Lady Gaga is learning a basic lesson about getting into the alcohol business. Government filings offer a million reasons that a labor of love can turn into a bad romance. The pop star’s application to trademark a new wine name was denied last month as first reported by celeb gossip site, The Blast.
Last year, Gaga filed an application for “Joanne Trattoria Vino Blanco” and “Joanne Trattoria Vino Rossa,” white and red wines respectively. Alas, the suits at the U.S. Patent and Trademark Office suspended the app, citing another wine already named “Trattoria.” Government records show that the original Trattoria is owned by Carriage House Imports Ltd. who filed with the office in 2015.

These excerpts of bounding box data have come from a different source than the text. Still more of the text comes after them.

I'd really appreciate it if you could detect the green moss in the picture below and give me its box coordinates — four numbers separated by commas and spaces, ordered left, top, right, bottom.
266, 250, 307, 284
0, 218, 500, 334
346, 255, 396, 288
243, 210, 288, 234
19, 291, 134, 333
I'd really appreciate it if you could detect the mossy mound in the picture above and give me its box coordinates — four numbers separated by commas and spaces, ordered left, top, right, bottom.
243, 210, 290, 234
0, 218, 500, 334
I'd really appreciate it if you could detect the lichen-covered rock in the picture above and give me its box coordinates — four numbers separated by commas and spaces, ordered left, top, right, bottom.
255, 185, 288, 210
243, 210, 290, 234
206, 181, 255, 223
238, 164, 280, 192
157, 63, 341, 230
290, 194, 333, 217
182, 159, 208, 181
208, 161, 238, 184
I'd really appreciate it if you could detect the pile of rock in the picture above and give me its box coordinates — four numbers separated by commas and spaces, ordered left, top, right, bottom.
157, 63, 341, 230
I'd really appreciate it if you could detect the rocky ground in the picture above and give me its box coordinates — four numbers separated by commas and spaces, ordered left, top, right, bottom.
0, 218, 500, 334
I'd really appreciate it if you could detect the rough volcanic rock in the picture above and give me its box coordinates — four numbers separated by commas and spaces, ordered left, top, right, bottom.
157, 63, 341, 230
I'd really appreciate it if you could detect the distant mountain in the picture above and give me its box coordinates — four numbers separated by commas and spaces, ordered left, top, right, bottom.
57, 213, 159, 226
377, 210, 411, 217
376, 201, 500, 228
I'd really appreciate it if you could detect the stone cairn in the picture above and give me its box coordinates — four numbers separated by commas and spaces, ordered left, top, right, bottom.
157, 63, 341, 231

Joanne Trattoria is also the name of the restaurant on Manhattan’s Upper West Side owned by Gaga’s father Joe Germanotta. Likewise, Gaga’s 2016 album is titled, “Joanne.” Both are homages to the singer’s late aunt who passed in 1974 after battling lupus.
Don’t be too upset. The songstress has a second application in the system. Gaga also filed to trademark “Grigio Girls” (also Joanne album’s bonus track title.) The paperwork described uses including “wine, prepared wine cocktails, wine coolers, wine punches and prepared alcoholic cocktails.”
However, keep in mind that filing for a trademark is very early in the process of bringing a wine to market. There are many, many other steps—like actually making the wine. A search of the Alcohol and Tobacco Trade Tax site revealed no additional, second stage filings for either Gaga line.